Hazret-i Zeyd (R.A.)’in Ahzâb Sûresinde ism-i âlîsi sarâhaten zikr olunmuşdur. Üsâme (R.A.)’in babasıdır.
Zeyd’in vâlidesi câhiliyyet zamanında mensûb olduğu Benî Ma’n âilesini ziyârete giderken sekiz yaşında oğlu Zeyd bir süvâri tarafından esîr edilip Mekke’ye getirilmiş, Hakîm bin Haram tarafından halası Hadîcet’ül-Kübrâ (R.A.)â için iştirâ edilmiş ve Hazret-i müşârun ileyhâ dahî Hazret-i Nebiyy-i Ekrem (S.A.V.) Efendimiz’e hîbe eylemişdi.
Babası Hâriset’ül-Kalbî de: “Zeyd’e ağladım ve ne olduğunu bilemedim, ümîd olunur, sağ mıdır, yoksa eceli gelmiş midir? Güneş tulû’ ederken onu bana andırır, gurûb zamanı da, Zeyd’in tezekkürü ârız oluyor, rüzgârlar da onun zikrini tehyîc eder, onun üzerine benim huzn ü havfim ne kadar mümteddir!” diye beyitler söyleyerek ağlamakda iken Zeyd’in Nezd-i Risâletpenâhî de olduğunu kendi kabîlesinden Hacc mevsiminde ziyârete gelenlerden işidince Mekke’ye gelib Hâne-i Saâdet-i Nebevî’de oğlu Zeyd ile buluşmuş idi.

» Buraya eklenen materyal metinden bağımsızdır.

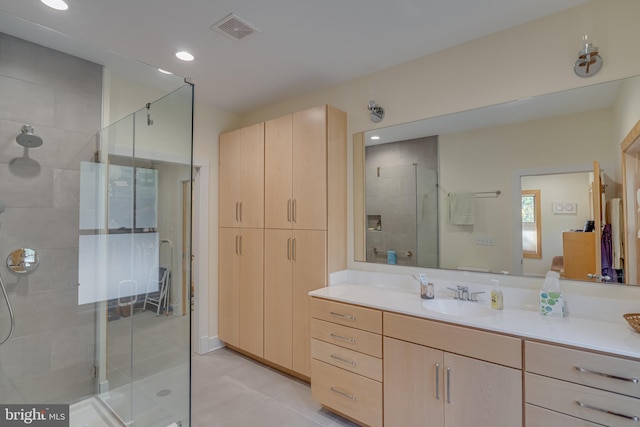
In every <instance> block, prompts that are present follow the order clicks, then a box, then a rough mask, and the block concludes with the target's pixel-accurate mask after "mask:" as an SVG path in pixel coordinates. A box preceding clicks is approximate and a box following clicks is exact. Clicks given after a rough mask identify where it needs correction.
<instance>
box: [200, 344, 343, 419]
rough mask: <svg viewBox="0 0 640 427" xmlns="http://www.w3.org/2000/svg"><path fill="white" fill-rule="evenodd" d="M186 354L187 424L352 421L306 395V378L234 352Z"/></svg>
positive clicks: (228, 351) (310, 389)
mask: <svg viewBox="0 0 640 427" xmlns="http://www.w3.org/2000/svg"><path fill="white" fill-rule="evenodd" d="M191 360H192V366H191V369H192V385H191V393H192V427H249V426H259V427H320V426H322V427H338V426H356V424H354V423H351V422H350V421H347V420H345V419H344V418H342V417H339V416H338V415H335V414H333V413H331V412H329V411H327V410H325V409H323V408H322V407H321V406H320V405H319V404H318V403H317V402H315V401H314V400H313V399H311V388H310V387H309V385H308V384H307V383H304V382H302V381H300V380H297V379H294V378H292V377H289V376H287V375H284V374H282V373H280V372H278V371H276V370H274V369H271V368H269V367H266V366H264V365H262V364H259V363H257V362H255V361H253V360H251V359H249V358H246V357H244V356H242V355H240V354H238V353H236V352H233V351H231V350H228V349H226V348H221V349H218V350H215V351H213V352H211V353H207V354H205V355H203V356H200V355H196V354H194V355H193V356H192V359H191Z"/></svg>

Hazret-i Rasûl-i Ekrem (S.A.V.) Efendimiz de Zeyd’i, babasına gitmek veyahud kendi yanlarında kalmak husûsunda tahyîr buyurduklarında Zeyd:
“Yâ Resûlallah! Sizin üzerinize hiç kimseyi tercih edemem, benim anam da babam da sensin!” demiş. Bunun üzerine Rasûlullah (S.A.V.) de Zeyd’i bir taş üzerine çıkararak arab örfüne göre:
“Huzzâr-ı Kirâm! Şâhid olunuz ki Zeyd benim oğlumdur!” buyurmuş. Bu sûretle Nezd-i Risâletde kalmış, Sallallahu aleyhi ve sellem Efendimiz de veled-i ma’nevî ittihâz buyurmuşdur.
Zeyd ibn-i Hârise (R.A) en evvel îman edenlerin üçüncüsüdür.
Bedir Harbinde bulunub müjde haberini Medîne’ye götürmüşdür.
Sallallahu Teâla aleyhi ve sellem Efendimiz Hazretleri tarafından:
“Sen bizim kardeşimiz ve efendimizsin” taltîf-i azîmine mazhar olmuşdur.
Zeyd ibn-i Hârise (R.A.) Bedir’den i’tibâren Mu’te harbinde şehîd oluncaya kadar bütün gazâlarda bulunmuşdur. Resûlullah (S.A.V.) Efendimiz’den geri kaldığı zamanlarda muhakkak Zeyd’i Medîne’de vekil bırakmış bulunurdu.